For years, the role of computers in recreational water has been growing. From smartphone apps that turn on spa heaters to CAD-based design programs and 3-D virtual renderings to online shopping for pool supplies, computers have become an omnipresent feature of the pool and spa business.

Until now, however, they had not been used to heat pools.

That is about to change. A pool at the Butte aux Cailles centre, a health and wellness facility located in one of Paris' historic neighborhoods, is planning to utilize heat generated by an adjacent, underground data center to raise and maintain pool water temperature.

The design and implementation of the system is being handled by Stimergy, a Grenoble-based start-up company that specializes in using data centers as a heat source for HVAC systems, and now a swimming pool. So far, the firm has used the concept to heat several blocks of social housing throughout France as well as a university gymnasium in Lyon.

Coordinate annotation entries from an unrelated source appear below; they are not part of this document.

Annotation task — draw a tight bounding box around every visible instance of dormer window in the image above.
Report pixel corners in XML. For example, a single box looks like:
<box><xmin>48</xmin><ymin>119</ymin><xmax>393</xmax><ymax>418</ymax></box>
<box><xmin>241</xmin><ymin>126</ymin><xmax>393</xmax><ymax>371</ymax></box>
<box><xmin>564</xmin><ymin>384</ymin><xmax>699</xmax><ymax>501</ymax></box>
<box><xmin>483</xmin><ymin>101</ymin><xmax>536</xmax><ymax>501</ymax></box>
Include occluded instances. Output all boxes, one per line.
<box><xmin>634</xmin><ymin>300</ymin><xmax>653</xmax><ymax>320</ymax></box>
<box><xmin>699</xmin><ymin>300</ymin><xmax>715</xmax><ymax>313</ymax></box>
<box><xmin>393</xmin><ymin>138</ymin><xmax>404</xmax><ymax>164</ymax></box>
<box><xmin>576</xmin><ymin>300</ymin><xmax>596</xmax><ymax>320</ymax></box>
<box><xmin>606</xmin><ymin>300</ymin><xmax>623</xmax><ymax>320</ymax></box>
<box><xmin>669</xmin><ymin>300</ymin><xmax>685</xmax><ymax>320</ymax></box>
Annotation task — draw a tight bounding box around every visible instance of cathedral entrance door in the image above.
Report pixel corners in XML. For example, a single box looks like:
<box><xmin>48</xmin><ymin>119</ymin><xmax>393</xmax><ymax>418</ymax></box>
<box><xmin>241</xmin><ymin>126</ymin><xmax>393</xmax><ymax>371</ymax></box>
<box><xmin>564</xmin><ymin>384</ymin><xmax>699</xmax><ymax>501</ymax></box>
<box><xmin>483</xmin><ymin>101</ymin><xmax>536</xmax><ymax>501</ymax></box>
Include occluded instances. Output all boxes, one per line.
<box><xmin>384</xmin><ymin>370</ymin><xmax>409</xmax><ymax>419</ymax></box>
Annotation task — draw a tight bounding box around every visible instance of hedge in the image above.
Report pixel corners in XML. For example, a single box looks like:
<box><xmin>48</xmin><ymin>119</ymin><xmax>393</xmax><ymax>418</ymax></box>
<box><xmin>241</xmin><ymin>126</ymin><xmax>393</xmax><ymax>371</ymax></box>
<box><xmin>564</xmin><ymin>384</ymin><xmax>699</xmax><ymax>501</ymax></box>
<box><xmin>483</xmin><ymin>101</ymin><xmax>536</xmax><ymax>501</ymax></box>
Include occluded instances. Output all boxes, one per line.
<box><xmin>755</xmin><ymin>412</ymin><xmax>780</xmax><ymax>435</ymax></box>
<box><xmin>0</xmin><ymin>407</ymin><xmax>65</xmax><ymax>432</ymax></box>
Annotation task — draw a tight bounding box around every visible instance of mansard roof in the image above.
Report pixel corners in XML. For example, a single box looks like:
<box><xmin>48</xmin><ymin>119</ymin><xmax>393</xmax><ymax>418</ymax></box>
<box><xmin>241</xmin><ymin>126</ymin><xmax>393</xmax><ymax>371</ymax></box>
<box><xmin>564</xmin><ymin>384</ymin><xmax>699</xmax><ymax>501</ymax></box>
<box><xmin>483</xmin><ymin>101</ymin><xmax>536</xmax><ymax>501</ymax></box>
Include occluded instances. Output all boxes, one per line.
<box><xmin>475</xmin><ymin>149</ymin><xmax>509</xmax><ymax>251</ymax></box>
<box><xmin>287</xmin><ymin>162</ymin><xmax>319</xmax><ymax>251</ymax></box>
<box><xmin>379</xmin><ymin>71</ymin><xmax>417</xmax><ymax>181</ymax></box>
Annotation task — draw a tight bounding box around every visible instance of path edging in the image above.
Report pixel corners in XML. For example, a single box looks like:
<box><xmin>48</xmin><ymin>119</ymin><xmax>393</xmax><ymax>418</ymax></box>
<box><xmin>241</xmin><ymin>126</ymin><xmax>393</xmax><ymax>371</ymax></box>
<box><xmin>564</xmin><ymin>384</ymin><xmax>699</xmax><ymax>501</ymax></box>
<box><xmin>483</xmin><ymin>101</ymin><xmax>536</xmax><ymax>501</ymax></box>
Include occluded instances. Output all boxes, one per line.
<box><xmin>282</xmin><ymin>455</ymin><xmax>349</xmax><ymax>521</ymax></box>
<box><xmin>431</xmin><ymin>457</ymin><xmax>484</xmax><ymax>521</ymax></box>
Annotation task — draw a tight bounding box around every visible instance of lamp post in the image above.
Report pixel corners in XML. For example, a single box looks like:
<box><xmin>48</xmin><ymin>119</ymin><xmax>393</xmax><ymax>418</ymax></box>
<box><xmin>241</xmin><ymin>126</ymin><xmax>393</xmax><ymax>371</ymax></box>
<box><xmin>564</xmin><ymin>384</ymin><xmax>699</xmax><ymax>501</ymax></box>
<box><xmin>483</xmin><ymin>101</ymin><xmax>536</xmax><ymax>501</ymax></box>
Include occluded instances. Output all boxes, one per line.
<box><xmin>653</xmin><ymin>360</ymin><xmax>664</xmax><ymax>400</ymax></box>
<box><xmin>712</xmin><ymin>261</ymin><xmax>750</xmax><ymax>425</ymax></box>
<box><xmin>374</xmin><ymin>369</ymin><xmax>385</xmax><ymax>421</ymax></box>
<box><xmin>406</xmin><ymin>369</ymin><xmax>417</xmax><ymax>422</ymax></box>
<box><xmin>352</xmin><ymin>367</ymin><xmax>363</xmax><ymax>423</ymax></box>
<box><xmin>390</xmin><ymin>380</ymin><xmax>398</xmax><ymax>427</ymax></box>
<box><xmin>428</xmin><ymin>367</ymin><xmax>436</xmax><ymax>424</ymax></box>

The notion of using computers as a heat source stems from the surprising fact that globally, data-center servers consume a whopping 3-percent of manmade energy and in the process generate a tremendous amount of heat, all of which typically goes to waste.

Not only does harvesting that heat offer a source of free and otherwise castaway Btus, it also saves money on the server side of the equation. In fact, an estimated 40-percent of server operation costs come from running cooling systems, which are crucial to ensuring optimum server performance and longevity.

Although certainly a novel idea, it's not too far-fetched to imagine that if the Stimergy system does indeed result in a more affordably heated pool along with cooler, better operating servers, the idea could catch on.

So in addition to our traditional gas, electric, geo-thermal and solar pool heater technologies, we may soon add computer servers.

Scott Webb is Executive Editor of AQUA Magazine.